China has expanded upon its first-ever frontline military hotline with a foreign force, South Korea, a U.S. ally wedged between the geopolitical rivalry of Washington and Beijing. Chinese Foreign Minister Wang Yi (L) and South Korean Foreign Minister Kang Kyung-wha (R) greet prior to their meeting at the foreign ministry in Seoul, South Korea, in 2020.
Chinese Defense Ministry spokesperson Senior Colonel Tan Kefei announced Tuesday that the People’s Liberation Army and Republic of Korea Armed Forces revised a November 2008 memorandum of understanding that established lines of communication between the navies and air forces of the two nations.

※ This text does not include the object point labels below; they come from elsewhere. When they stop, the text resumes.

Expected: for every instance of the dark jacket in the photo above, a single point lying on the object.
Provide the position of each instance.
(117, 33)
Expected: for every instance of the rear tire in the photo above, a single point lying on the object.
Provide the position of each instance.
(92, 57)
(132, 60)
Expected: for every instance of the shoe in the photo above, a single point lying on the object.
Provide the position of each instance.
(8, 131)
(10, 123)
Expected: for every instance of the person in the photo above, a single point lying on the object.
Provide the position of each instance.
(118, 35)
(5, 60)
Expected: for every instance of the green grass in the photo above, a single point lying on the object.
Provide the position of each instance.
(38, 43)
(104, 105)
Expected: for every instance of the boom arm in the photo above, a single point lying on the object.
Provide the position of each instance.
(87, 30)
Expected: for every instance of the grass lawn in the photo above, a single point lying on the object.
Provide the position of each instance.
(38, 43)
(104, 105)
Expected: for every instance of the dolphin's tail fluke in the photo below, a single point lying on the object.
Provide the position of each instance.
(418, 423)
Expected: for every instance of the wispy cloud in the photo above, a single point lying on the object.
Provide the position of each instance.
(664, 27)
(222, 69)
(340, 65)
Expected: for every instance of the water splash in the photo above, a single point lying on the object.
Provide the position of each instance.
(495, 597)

“This current hotline is the first direct telephone link between the front-line troops of the Chinese military and a foreign military,” Tan said, “which has played a positive role in preventing misunderstandings and misjudgments between the Chinese and ROK naval and air forces’ front-line troops and strengthening crisis management and control by the two sides.”
The South Korean National Defense Ministry also released a statement noting the change, which it said would establish contact with China’s Eastern Theater Command, adding to the three existing lines with the Northern Theater Command.
The inter-Korean dispute once pitted the U.S. and China against one another on opposite sides of a bloody conflict that lasted from 1950 to 1953. An armistice ended the fighting, but the war technically remains ongoing to this day.
Still, Seoul has sought a warmer relationship with Beijing, even as Washington called on the international community to take a tougher approach to its top strategic competitor. While nearly 30,000 U.S. troops stationed in South Korea and a number of security agreements ensure the U.S.’ spot as top security partner, China is by far the country’s number one trading partner.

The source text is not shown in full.